The overall operational cost in Tape based archival is comparatively high as the cost of LTO drives that are used for digital recording in order to store data on magnetic tapes, range from $2000-$3500 and that may rise up for enterprise versions.

Keeping up with the technology

LTO1 was introduced in the year 2000, 12 years later LTO 6 was introduced, so a new version every second year. Typically what happens is that LTO’s are migrated every second generation since the writer and the reader only support 2 or 3 generations of tapes. If we record on LTO 6 and leave it on the shelf for 60 years there will for the guarantee not be a reading device available and with a very high probability, most of the data will be gone.

Tapes are not random access like hard drives

The LTO drive that does a digital recording of data on magnetic tape is only capable of moving tape in a single direction. As such, only sequential access storage can be possible in tapes. This adversely affects the speed of storage & retrieval of data due to its constraints of linear technology.

Due to limitations of linear technology, if new data is inserted/existing data modified in between leads to erasure of data beyond the point of insertion or modification. Data has to be necessarily added to tape right from the point of last written sector to avoid any deletion of existing data. This sometimes leads to data replication and also minimizes the optimal use of storage space of LTO tapes.

Conclusion:

Whether LTO and LTFS are optimum for storage depends on the amount of data that need to be archived and also their frequency of access by end users. There is no doubt that LTO is an ideal media for the offline preservation and protection of data for completed projects. LTO’s exclusive features make it too competent for long-term data retention and content archive applications.

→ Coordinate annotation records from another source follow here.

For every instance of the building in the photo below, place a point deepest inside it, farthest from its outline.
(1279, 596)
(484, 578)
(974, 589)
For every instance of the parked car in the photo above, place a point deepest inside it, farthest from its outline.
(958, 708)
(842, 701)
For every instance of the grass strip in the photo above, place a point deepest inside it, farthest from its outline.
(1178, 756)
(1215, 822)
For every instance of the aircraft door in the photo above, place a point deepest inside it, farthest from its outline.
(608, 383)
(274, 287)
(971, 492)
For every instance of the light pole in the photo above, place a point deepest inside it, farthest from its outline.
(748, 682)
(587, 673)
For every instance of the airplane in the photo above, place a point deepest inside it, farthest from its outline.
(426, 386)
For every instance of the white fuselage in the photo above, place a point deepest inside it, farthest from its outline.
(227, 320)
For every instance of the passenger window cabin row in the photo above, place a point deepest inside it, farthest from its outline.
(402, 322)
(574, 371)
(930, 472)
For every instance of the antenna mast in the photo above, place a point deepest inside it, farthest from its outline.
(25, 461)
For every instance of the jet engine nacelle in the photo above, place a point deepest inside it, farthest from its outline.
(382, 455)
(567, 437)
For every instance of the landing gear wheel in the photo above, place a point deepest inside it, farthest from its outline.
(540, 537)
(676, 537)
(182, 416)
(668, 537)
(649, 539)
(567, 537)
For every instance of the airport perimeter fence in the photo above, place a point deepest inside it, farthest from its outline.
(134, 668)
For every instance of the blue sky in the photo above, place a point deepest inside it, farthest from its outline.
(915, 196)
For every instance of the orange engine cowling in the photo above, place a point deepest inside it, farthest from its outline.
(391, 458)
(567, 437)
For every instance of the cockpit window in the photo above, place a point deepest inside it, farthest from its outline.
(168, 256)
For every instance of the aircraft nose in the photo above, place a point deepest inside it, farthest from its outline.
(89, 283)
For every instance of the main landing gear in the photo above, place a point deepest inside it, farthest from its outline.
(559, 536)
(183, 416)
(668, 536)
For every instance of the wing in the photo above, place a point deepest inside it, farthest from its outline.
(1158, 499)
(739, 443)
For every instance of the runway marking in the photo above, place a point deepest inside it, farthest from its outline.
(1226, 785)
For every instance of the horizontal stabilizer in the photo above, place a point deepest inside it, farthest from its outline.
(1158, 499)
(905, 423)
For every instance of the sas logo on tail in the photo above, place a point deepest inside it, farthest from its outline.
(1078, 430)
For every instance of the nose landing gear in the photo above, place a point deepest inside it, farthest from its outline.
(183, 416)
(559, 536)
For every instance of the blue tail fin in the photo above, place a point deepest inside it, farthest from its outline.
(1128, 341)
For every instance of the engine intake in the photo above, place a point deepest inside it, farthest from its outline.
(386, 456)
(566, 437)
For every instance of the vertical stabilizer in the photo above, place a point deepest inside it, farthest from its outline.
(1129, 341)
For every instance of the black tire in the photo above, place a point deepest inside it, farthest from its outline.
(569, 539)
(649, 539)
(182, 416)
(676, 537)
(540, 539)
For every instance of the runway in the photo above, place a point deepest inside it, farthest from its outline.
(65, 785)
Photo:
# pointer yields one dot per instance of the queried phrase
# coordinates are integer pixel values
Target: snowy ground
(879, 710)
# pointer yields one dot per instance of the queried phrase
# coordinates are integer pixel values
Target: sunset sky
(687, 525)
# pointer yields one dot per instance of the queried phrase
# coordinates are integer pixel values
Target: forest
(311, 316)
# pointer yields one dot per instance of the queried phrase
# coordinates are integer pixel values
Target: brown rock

LTO-tape data backup seems to be more consistent, durable, and cost-efficient for data archiving in long-term supported by an offsite tape vaulting service.

LTO Tapes serve as a better option for archiving huge amount of data in long-term especially for those industries that produce a substantial amount of data all through its lifecycle as media, entertainment, survey, medical records, verdict, library etc.

Whereas in-house disk system-or even cloud storage-can work efficiently for data that needs to be accessed frequently under low access latencies. Also, the ability for random access & modifications of existing data stored in disk minimizes the chances of data replication.